Mary McCarthy was born 21 June 1912 and died 25 October 1989.
Quotes
- A novelist is an elephant, but an elephant who must pretend to forget.
- We all live in suspense from day to day; in other words you are the hero of your own story.
- Life is a system of recurrent pairs, the poison and the antidote being eternally packaged together by some considerate heavenly druggist.
- Bureaucracy, the rule of no one, has become the modern form of despotism.
- The relation between life and literature – a final antimony – is one of mutual plagiarism.
- Luckily, I am writing a memoir and not a work of fiction, and therefore I do not have to account for my grandmother’s unpleasing character and look for the Oedipal fixation or the traumatic experience which would give her that clinical authenticity that is nowadays so desirable in portraiture.

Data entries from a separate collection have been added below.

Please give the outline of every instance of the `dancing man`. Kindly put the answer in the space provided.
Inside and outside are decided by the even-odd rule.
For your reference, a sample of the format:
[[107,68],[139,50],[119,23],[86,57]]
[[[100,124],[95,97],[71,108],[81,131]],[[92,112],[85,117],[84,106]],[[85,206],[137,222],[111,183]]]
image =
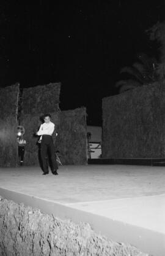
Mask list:
[[48,152],[50,154],[52,173],[54,175],[58,175],[57,169],[58,166],[56,162],[56,155],[55,149],[53,142],[52,134],[54,131],[55,125],[50,120],[50,114],[44,115],[44,123],[40,125],[39,131],[36,133],[37,135],[41,136],[41,159],[43,174],[46,175],[49,173],[48,164]]

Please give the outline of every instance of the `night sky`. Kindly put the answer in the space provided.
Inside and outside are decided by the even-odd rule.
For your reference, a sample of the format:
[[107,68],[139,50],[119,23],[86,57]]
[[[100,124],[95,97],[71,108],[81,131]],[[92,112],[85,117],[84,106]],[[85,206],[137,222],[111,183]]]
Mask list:
[[157,56],[145,31],[163,20],[164,2],[1,0],[1,86],[61,82],[61,109],[85,106],[87,124],[101,125],[120,68]]

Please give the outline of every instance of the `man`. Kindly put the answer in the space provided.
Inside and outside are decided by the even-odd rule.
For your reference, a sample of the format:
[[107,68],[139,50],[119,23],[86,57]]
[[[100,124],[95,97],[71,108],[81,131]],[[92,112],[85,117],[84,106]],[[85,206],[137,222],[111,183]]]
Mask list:
[[56,162],[56,155],[53,142],[52,134],[54,131],[54,124],[50,120],[51,115],[50,114],[44,115],[44,123],[40,125],[39,131],[36,133],[37,135],[41,135],[41,158],[43,170],[43,175],[49,173],[48,165],[48,151],[51,157],[52,173],[54,175],[58,175],[57,169],[58,166]]
[[21,135],[17,136],[17,142],[18,146],[18,158],[20,160],[20,165],[23,165],[23,159],[24,154],[24,146],[26,144],[26,141],[23,139],[23,136],[21,133]]

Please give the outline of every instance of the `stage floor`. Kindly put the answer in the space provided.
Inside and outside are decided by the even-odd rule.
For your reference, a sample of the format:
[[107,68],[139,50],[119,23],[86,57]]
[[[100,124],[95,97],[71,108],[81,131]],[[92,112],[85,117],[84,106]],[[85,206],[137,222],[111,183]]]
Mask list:
[[63,166],[58,172],[43,176],[39,167],[1,168],[0,195],[165,255],[164,167]]

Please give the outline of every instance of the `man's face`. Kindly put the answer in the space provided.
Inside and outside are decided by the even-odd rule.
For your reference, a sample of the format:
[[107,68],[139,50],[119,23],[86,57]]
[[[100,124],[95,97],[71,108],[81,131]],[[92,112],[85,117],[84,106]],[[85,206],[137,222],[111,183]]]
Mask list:
[[45,117],[44,118],[45,123],[48,123],[50,122],[50,117]]

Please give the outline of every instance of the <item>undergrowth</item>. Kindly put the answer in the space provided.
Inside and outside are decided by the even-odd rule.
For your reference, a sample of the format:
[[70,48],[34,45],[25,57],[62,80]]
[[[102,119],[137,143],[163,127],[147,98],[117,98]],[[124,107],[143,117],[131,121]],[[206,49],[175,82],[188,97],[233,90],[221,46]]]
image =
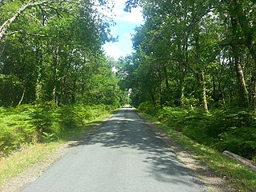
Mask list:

- In violence, we forget who we are.
- Illiteracy at the poverty level (mainly a matter of bad grammar) does not alarm me nearly as much as the illiteracy of the well-to-do.
- For both writer and reader, the novel is a lonely, physically inactive affair. Only the imagination races.
- The passion for fact in a raw state is a peculiarity of the novelist.
Mary McCarthy was an American novelist, critic, and political activist. She was the author of more than two dozen books including the 1963 New York Times bestseller, The Group.